Snowden, then, is the inevitable result of the modern mania for outsourcing.  Somewhere along the way, the powers that be decided that workers just weren’t that critical to the system.  Better to always be able to cut and run, to bring in somebody cheaper, to hit the eject button without even needing a reason.  Staff jobs disappear, population increases, more and more employers decide to go that route, and pretty soon we’re all out there making a virtue of necessity and talking about freedom and personal agency and taking control of Brand You, because that’s all that’s out there.  Add “recruiter” to “financial planner” on the platter of things you do in addition to your black-letter job responsibilities.

So there you go.  Throw our brave new world of work onto the pile with our terrorism-panic and insistence that the government spare no effort to protect us**, and you have an utterly inevitable and predictable situation – the entire Snowden affair, stem to stern, was practically predestined thirty years ago.

 

 

* Here’s the question: no matter how gold-plated the benefits, is it really cheaper to pay a staff employee than to pay a contracting company to pimp a contractor to you? I don’t use the word pimp idly – because face it, in contracting, you’re paying to dispose of the staff once the job’s done.

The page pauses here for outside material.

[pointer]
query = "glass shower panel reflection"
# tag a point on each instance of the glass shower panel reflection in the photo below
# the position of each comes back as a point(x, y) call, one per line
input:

** The real danger for Snowden is that all this NSA stuff turns out to be completely legal, which given the exhaustive reach of the USA-PATRIOT act of 2001, its various re-authorizations, the laws enabling the FISA courts and the like – well, it’s not unthinkable.  Short of going all the way to the Supreme Court, which is mostly filled out with people appointed in the War On Terror era or those highly sympathetic to it anyway, it’s not beyond the realm of possibility that for all the whistleblowing, no actual laws were broken.  If so, that puts our little Ed in a much more precarious spot legally.  Then again, being a guest of Putinist Russia might be its own punishment at this point.  It might not hurt for him to leak those girlfriend pics again.